New Delhi: Commerce Minister Nirmala Sitharaman said on Sunday that banks were not fully understanding the problems faced by micro, small and medium enterprises (MSMEs), whose performance has been affected for long by high interest rates.

Replying to tweets on the issue saying it is for the industries to manage their funds, while banks can only lend, Sitharaman said: “But, the argument here is 1. Banks havent been understanding enough of #SMEs. 2. High interest rates for long period.”

Sitharaman, who had recently pitched for an interest rate cut by 200 basis points to help the sector but seen her demand attract criticism that such a step would drastically affect interest income from fixed deposits, said that SMEs invest from their own and families resources but they create jobs with minimum or no support from commercial banks.

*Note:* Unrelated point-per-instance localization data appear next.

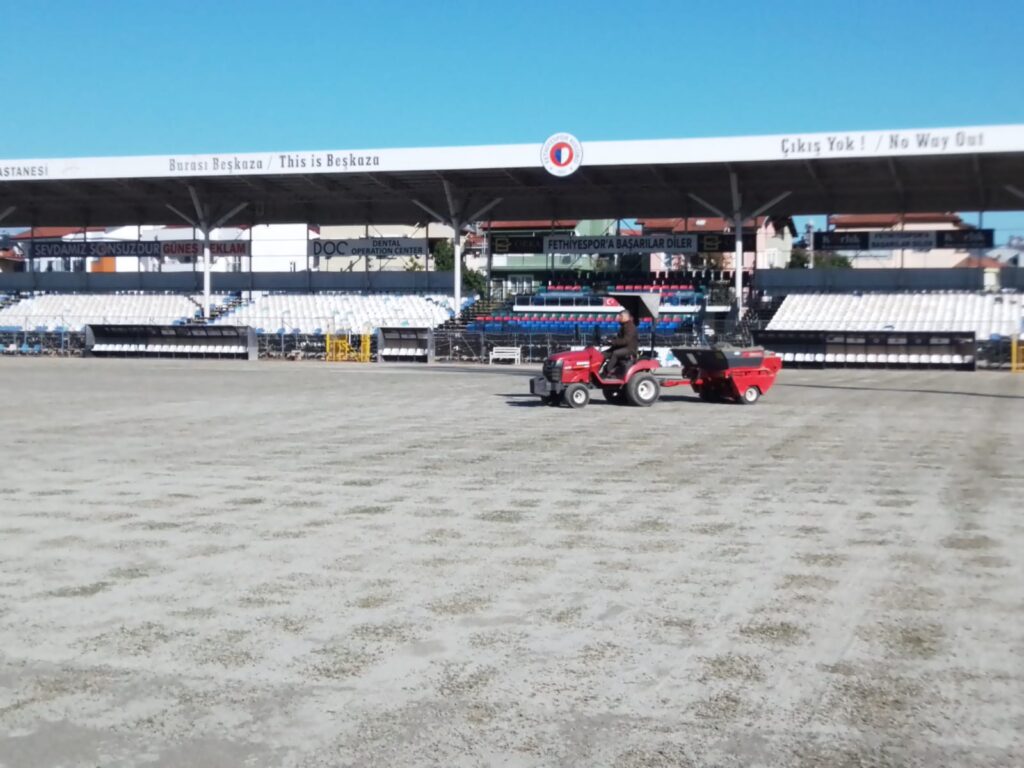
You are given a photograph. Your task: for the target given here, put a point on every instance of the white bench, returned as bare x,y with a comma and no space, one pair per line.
506,353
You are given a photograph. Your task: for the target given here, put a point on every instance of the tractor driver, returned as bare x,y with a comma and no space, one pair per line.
625,345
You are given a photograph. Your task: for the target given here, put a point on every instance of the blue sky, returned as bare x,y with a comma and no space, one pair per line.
120,78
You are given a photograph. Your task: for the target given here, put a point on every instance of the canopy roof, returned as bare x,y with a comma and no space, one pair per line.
948,169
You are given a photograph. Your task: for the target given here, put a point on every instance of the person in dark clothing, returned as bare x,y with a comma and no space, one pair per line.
625,345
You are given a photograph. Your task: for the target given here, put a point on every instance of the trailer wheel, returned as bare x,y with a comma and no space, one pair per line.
577,395
642,390
613,395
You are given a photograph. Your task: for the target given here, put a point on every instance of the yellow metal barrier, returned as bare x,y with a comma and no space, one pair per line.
341,348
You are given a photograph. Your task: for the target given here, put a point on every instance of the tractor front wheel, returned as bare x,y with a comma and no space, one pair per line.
642,390
577,395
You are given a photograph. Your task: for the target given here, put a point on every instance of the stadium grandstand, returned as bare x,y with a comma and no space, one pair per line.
707,223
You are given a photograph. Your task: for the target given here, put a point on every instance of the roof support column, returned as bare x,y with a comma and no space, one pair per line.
457,220
205,225
737,218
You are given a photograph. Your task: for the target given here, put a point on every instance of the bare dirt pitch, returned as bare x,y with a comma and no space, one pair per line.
273,564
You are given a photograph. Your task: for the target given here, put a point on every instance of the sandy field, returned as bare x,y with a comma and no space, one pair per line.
311,564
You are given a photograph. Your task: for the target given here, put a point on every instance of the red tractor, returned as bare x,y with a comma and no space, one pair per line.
716,374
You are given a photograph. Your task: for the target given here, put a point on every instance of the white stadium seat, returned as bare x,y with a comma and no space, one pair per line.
984,313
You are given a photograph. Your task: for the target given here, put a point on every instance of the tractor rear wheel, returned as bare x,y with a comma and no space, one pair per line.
577,395
613,395
642,390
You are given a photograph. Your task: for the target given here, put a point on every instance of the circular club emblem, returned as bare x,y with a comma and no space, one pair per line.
561,155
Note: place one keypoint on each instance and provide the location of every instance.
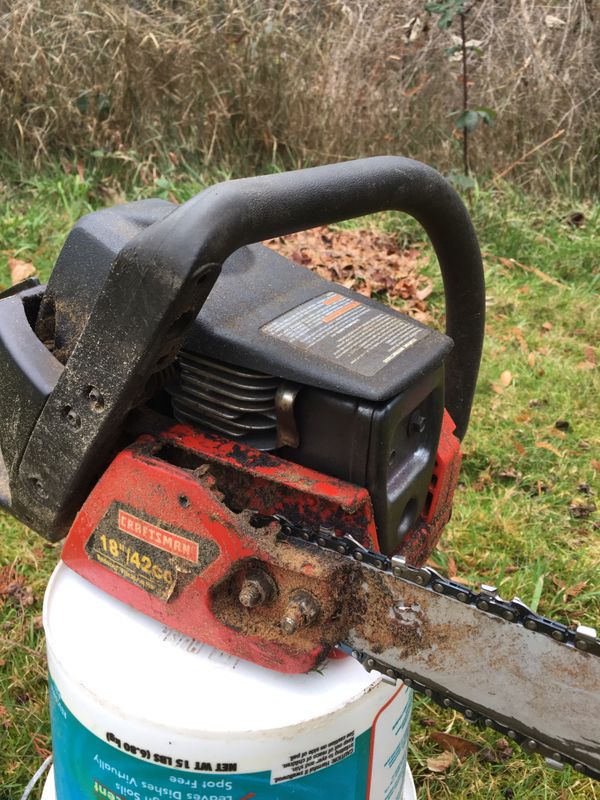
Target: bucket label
(147, 552)
(86, 766)
(347, 332)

“I still hold that the cost of credit in India is high. Undoubtedly, particularly MSMEs, which creates a lot of jobs, contribute to exports, are all hard-pressed for money and for them, approaching a bank is no solution because of the prevailing rate of interest. I have no hesitation to say, yes 200 basis points, I would strongly recommend,” she had said.

In a series of tweets on Saturday, she defended her demand for a two percent cut in interest rates by the Reserve Bank of India (RBI).

“My comment about SMEs, their access to credit is based on real environment in which SMEs are doing business… World over interest rate is low… Equally, income generation/jobs are important,” Sitharaman said.

Bankers’ understanding of the SME business needs a relook, she said.

“…for long periods, if rates remain high who can afford borrowing?” she responded to tweets by an individual who said: “Have you suggested 2 per cent cut in repo rate? Are you aware how will it affect the rate of interest on FDs?… Since you will probably never contest a direct election in your life, you are not really in tune with the mood of common people”.

Announcing his last monetary policy review earlier this month, outgoing RBI Governor Raghuram Rajan maintained the repo, or the central bank’s short term rate at which it lends to commercial banks, at 6.5 per cent.

The RBI’s next policy review is scheduled for October 4.